The 22-year-old Knox, wearing a black turtle neck with her hair pulled back in a single French braid, looked upbeat as she entered the courtroom.
Her co-defendant and former boyfriend Raffaele Sollecito, 25, in a white turtleneck and grey trousers, chatted with a lawyer before proceedings began.
Dalla Vedova complained that the sensational media coverage of the trial, which sparked lurid headlines especially in Britain, "took the focus off the tragedy suffered by Meredith's family."
"The protagonists in this trial have all suffered great pain," he said.
Sollecito and Knox have been in custody since a few days after the murder of the 21-year-old exchange student from Coulsdon, south of London, on November 1, 2007.
Kercher was found the next day semi-naked in a pool of blood with her throat cut in the house she shared with Knox in the medieval city of Perugia, a hilltop university town in Umbria, in central Italy.
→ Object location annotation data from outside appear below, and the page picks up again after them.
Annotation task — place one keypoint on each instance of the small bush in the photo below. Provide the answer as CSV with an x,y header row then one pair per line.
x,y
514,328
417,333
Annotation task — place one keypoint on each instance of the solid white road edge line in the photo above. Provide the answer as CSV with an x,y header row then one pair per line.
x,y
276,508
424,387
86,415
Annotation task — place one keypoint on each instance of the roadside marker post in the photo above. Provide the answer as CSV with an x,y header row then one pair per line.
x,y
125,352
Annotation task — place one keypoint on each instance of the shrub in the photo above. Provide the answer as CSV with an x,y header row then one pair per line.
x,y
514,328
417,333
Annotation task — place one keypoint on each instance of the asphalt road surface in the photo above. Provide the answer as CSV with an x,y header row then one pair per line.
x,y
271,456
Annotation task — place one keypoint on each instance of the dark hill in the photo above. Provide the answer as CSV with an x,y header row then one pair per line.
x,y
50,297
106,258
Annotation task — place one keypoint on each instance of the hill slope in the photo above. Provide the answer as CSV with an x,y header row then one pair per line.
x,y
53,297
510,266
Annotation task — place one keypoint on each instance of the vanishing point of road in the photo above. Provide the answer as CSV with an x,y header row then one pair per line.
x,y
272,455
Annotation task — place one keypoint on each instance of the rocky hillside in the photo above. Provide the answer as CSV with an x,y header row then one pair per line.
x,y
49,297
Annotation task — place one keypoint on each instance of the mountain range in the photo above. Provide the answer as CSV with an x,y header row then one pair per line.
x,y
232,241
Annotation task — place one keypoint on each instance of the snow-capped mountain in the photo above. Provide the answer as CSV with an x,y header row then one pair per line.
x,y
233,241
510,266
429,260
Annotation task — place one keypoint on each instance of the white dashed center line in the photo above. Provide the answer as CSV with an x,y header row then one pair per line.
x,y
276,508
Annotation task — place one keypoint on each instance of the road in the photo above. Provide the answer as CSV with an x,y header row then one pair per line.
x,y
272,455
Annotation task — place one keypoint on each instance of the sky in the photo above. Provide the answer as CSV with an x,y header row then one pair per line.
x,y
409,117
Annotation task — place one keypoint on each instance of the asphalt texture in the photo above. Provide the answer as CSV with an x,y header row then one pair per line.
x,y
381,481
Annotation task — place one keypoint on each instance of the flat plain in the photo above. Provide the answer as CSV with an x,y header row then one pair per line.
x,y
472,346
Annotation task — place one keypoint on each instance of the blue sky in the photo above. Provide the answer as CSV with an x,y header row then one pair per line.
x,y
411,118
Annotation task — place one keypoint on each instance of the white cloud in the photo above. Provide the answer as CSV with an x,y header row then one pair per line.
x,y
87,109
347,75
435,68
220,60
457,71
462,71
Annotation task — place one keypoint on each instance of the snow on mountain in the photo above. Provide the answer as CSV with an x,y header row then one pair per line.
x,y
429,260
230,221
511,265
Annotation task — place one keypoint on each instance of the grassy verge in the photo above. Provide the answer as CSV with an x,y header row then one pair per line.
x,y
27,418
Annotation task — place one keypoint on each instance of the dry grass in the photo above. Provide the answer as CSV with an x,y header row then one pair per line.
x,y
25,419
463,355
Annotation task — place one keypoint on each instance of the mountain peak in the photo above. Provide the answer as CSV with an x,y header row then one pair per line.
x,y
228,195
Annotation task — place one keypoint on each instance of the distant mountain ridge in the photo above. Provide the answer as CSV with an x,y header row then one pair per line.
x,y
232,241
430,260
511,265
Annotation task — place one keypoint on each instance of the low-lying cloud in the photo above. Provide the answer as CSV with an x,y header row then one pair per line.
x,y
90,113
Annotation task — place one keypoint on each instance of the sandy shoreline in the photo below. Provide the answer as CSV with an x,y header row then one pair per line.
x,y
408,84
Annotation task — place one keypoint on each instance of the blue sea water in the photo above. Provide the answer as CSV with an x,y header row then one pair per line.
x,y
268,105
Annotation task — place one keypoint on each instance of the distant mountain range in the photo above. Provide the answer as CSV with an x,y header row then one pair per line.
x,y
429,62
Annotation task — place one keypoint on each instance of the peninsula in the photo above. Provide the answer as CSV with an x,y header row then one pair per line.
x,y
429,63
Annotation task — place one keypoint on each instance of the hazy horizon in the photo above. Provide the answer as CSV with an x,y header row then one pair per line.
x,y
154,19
Prosecutors say Kercher refused to join in a drug-fuelled sex game in which Knox was the driving force, conducting a "crescendo of violence" that led to Kercher's brutal death from multiple stab wounds to the neck.
Sollecito's lawyer Giulia Bongiorno argued Monday that all evidence pointed to a sole killer, Rudy Guede, a day labourer from Ivory Coast convicted separately of the grisly crime.